Mengelap keringat bagian wajah dengan telapak tangan, mengucur begitu deras dari dahi. Kemudian ku lirik jendela kamar, menunjukkan hari sudah petang. Bahkan angin mulai bertiup pelan, tetapi mengapa aku begitu merasa gerah? Atau mimpi tadi benar-benar memengaruhi?

"Wedok, Aduse. Wes peteng." Ibuku berteriak dari lantai bawah, bergegas membersihkan dirii kemudian belajar.

"Nah, besok hari Sabtu. Libur toh? Ibu ada rencana untuk jenguk Mbah mu. Dia sakit, mungkin agak lama Ibu disana. Sekitar seminggu." Aku mulai terduduk leseh, menikmati makan malam dengan sepiring nasi yang ku bawa. Yang diisi ikan teri, daun singkong, dan kentang pedas. Ini salah satu makanan favorit, makan dengan lahap sembari mendengarkan perkataan Ibu.

"Ayah mu juga ikut ke sana bareng ibu, kamu mau ikut ndak?" Ujar Ibu lagi, aku menggeleng. Tidak berusaha untuk menjawab, meneruskan kunyahan hingga selesai.

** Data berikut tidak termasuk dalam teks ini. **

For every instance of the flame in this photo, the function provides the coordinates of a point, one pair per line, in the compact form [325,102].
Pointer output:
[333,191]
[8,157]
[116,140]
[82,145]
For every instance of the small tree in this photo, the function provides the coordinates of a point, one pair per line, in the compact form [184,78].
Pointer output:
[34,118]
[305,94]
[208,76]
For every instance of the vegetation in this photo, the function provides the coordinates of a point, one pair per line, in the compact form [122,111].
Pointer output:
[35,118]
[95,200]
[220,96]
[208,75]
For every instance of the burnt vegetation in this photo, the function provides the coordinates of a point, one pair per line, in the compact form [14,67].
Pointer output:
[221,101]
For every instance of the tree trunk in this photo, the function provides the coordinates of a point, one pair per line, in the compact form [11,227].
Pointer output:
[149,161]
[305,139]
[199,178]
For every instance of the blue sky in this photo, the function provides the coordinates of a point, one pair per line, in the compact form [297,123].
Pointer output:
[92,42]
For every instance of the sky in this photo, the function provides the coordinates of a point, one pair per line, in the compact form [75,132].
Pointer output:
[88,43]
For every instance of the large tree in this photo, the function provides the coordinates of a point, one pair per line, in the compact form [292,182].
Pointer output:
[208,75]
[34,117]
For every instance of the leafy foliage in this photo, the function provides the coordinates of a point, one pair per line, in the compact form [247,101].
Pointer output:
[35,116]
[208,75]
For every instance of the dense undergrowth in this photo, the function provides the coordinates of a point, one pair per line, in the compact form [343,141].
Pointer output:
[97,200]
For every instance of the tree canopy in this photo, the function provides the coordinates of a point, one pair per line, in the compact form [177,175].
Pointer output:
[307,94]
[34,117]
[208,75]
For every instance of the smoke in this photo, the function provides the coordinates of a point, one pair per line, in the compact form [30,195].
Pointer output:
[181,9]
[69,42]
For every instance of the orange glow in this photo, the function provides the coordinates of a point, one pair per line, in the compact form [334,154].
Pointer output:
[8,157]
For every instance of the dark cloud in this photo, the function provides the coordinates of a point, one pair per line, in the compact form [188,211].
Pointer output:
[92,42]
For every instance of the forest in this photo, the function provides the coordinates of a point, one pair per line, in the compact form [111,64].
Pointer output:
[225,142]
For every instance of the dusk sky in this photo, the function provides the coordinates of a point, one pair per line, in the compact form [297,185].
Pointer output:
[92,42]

"Ya sudah, hati-hati di rumah. Kakakmu pulang dari Semarang dua Minggu lagi. Ibu dan ayahmu akan pergi malam ini, jadi kamu di rumah sendiri. Berani kan, kamu ndok?" Mengangguk kedua kalinya, meski tidak begitu paham apa yang dikatakan. Aku ingin belajar lalu cepat-cepat tidur, berharap bisa melakukan apa saja dalam mimpiku itu. Tampak seru, walau sejujurnya tak dapat dimengerti mengapa bisa bermimpi hal semacam itu.

Ketika langit menggelap, hanya diterangi sang rembulan. Segera ku tutup buku matematika beserta antek-anteknya, akhirnya pula memahami apa yang tak ku mengerti dua Minggu terakhir ini. Membuatku layaknya orang bodoh saat guru menerangkan, bertanya pada teman pun ia enggan untuk menjawab.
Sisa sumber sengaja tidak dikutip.